Emma pose l’assiette, se sèche les mains avec le torchon et s’adresse à moi.

— Tu peux aller chercher June, s’il te plaît ?

Je m’essuie les mains et sors de la maison. La lumière m’éblouit. Trouver June s’avère facile.

Il suffit de repérer le cerf-volant, et de suivre le fil.

Qu’elle a l’air concentrée ! Elle a les yeux de sa mère. Comme d’habitude, quand on vient voir ses grands-parents, sa salopette est sale et des feuilles constellent ses cheveux.

— Junebug ! C’est l’heure du gâteau !

— Encore un peu, papa !

Je soupire. Je ne devrais pas céder, mais bon… Je m’approche d’elle et m’assieds non loin.

— Cinq minutes, pas plus.

Son cerf-volant est rouge.

Le vent fait vibrer sa toile en produisant ce bruit typique.

Vrrrrr.

Je vois un petit bout de langue dépasser de la bouche de Junebug alors qu’elle manie les deux poignées du cerf-volant.

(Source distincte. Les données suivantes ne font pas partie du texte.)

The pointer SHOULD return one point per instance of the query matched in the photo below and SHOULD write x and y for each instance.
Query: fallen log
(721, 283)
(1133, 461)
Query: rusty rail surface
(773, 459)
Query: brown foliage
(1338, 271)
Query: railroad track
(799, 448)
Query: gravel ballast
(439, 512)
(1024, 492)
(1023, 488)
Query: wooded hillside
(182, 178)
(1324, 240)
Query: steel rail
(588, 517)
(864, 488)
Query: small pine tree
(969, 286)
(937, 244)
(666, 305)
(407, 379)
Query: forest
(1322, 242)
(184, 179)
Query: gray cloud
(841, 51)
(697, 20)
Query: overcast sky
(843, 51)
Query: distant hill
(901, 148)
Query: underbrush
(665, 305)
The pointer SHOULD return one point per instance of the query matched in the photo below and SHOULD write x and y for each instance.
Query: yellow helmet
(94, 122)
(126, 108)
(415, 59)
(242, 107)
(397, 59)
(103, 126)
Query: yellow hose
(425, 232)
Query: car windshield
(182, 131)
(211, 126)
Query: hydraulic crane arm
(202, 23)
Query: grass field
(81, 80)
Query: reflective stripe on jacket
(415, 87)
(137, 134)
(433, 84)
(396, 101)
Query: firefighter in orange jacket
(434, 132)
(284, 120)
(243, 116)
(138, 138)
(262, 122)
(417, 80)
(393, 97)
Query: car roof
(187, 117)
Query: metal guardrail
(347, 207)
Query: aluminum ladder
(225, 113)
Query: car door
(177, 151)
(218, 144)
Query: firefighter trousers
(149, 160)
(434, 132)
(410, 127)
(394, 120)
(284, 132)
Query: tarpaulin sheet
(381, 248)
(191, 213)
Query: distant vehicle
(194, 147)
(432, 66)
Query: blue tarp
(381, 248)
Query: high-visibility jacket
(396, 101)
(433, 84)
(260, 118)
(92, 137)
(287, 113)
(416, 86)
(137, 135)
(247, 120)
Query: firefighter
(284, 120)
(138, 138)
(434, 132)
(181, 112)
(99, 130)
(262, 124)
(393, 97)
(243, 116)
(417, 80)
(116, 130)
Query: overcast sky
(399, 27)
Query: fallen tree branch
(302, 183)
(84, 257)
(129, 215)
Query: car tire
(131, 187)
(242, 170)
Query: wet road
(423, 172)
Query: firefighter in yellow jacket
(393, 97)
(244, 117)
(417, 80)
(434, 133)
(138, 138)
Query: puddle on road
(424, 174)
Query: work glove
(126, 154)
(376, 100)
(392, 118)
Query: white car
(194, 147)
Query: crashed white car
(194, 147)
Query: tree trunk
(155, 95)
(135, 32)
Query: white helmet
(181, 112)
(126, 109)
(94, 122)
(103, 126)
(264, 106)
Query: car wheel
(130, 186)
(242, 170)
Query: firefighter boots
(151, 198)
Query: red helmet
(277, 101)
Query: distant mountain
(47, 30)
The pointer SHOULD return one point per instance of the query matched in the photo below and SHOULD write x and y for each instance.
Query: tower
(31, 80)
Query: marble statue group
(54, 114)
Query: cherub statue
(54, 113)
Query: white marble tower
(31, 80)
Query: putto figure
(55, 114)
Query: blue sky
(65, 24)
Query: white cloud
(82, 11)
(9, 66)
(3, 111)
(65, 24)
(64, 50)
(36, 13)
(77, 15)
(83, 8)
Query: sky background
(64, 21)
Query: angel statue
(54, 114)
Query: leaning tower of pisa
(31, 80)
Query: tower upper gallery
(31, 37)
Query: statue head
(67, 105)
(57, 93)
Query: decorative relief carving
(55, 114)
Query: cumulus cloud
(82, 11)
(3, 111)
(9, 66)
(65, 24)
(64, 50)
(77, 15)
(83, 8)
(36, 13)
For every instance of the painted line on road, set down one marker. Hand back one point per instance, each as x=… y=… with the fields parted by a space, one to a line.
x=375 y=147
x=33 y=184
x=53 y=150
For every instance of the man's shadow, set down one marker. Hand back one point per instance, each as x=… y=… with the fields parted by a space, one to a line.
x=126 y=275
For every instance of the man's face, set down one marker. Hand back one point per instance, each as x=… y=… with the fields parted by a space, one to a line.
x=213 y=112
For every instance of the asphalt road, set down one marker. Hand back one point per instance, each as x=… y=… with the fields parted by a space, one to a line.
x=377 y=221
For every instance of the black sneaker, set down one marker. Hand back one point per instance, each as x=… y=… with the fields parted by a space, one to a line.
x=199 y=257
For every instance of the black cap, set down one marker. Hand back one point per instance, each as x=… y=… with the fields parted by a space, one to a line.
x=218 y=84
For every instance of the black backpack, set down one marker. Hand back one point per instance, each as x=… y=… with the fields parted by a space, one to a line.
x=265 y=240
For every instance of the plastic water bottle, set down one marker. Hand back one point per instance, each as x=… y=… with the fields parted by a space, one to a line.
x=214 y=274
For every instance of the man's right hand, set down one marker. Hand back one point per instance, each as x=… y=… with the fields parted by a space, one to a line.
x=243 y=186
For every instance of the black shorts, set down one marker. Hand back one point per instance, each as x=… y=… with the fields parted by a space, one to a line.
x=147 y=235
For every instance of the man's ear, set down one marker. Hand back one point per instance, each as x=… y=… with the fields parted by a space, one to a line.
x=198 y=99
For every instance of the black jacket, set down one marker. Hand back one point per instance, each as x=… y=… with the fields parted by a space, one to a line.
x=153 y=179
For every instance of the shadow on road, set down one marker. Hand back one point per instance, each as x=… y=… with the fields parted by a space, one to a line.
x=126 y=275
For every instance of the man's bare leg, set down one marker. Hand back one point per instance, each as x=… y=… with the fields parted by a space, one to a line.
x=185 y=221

Un drone de surveillance des récoltes s’approche de l’objet, curieux, puis s’éloigne sans un bruit.

Je m’allonge dans l’herbe et regarde les quelques nuages blancs.

— Papa ?

— Mmh ?

— Je me demandais…

— Oui ?

— Pourquoi on ne voit jamais tes parents ?

Je soupire. Elle avait neuf ans. Elle était bien assez grande.

— Eux et moi on ne s’entend pas vraiment, ma Junebug.

— Pourquoi ?

Comment parler à ta fille des innombrables bouteilles sur le sol, des cris, des coups ?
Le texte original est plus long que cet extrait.